DDR4 Memory - Bandwidth, Latency, Quad vs Dual Discussion

EarthDog · Jul 21, 2018

Thanks!

Cache plays a role, indeed. But those are xeon and hedt cpus with mesh. Mainstream cpus do not have the mesh. From haslwell-e to skylake-e cache and it was halved and changed yet bandwidth is still huge. We also see this scaling from quad to hex w/o mesh.

Cache plays a role indeed, just not sure its doing the lions share of the work.

Alaric · Jul 21, 2018

Thanks!

Cache plays a role, indeed. But those are xeon and hedt cpus with mesh. Mainstream cpus do not have the mesh. From haslwell-e to skylake-e cache and it was halved and changed yet bandwidth is still huge. We also see this scaling from quad to hex w/o mesh.

Cache plays a role indeed, just not sure its doing the lions share of the work.

From some of the benchmarks, I now get the impression that the cores are handling the nuts and bolts of pushing bits through the pipeline while the cache, although important, appears more passive in its role.

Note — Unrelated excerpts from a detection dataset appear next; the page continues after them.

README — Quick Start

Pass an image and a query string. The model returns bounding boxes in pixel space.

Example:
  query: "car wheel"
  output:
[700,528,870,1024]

Trying to piece together some sort of accurate blueprint from disparate bits of information is certainly a challenge. I realize they're only disparate because of the (yuge!) gaps in my knowledge, but those are the gaps I'm working on.

wingman99 · Jul 21, 2018

EarthDog said:
Thanks!

Cache plays a role, indeed. But those are xeon and hedt cpus with mesh. Mainstream cpus do not have the mesh. From haslwell-e to skylake-e cache and it was halved and changed yet bandwidth is still huge. We also see this scaling from quad to hex w/o mesh.

Cache plays a role indeed, just not sure its doing the lions share of the work.

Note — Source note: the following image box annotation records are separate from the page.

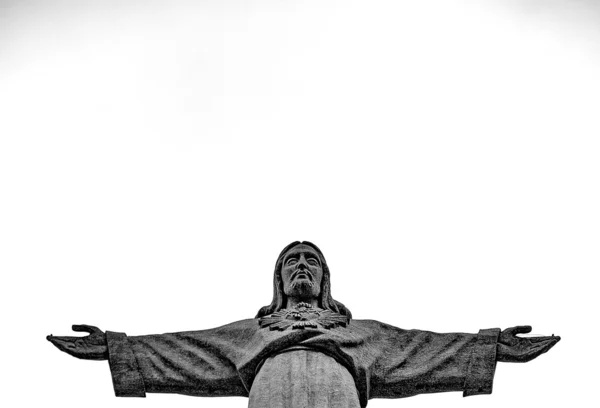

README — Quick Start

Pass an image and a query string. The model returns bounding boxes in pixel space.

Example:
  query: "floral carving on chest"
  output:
[258,303,348,331]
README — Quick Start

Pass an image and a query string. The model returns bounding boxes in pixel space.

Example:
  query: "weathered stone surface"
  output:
[48,242,560,408]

I was thinking you were talking about your Skylake X going from less cores to more cores and seeing bandwidth improvement with AIDA64 memory test. If you have not tested with less cores to more you could see if it is the number of cores that makes the difference in AIDA64.

EarthDog · Jul 21, 2018

We already know cores make a difference in a64 bandwidth. The discussion is the role cache plays in those values.

wingman99 · Jul 21, 2018

Well you already have my opinion on increased cores is increasing cache lines in turn increasing bandwidth. On the haswell-e to skylake-e cache line, the reason reason why they reduced the LLC in half on skylake-e compared to haswell-e is the larger L2 and non inclusive cache reducing the necessary LLC storage on skylake-e, In turn it would have the better cache line bandwidth with with more cores that increase the cache lines.

Non-inclusive cache

in this context, when a data line is present in the L2, it does not immediately go into L3. If the value in L2 is modified or evicted, the data then moves into L3, storing an older copy. (The reason it is not called an exclusive cache is because the data can be re-read from L3 to L2 and still remain in the L3). This is what we usually call a victim cache, depending on if the core can prefetch data into L2 only or L2 and L3 as required. In this case, we believe the SKL-SP core cannot prefetch into L3, making the L3 a victim cache similar to what we see on Zen, or Intel’s first eDRAM parts on Broadwell. Victim caches usually have limited roles, especially when they are similar in size to the cache below it (if a line is evicted from a large L2, what are the chances you’ll need it again so soon), but some workloads that require a large reuse of recent data that spills out of L2 will see some benefit.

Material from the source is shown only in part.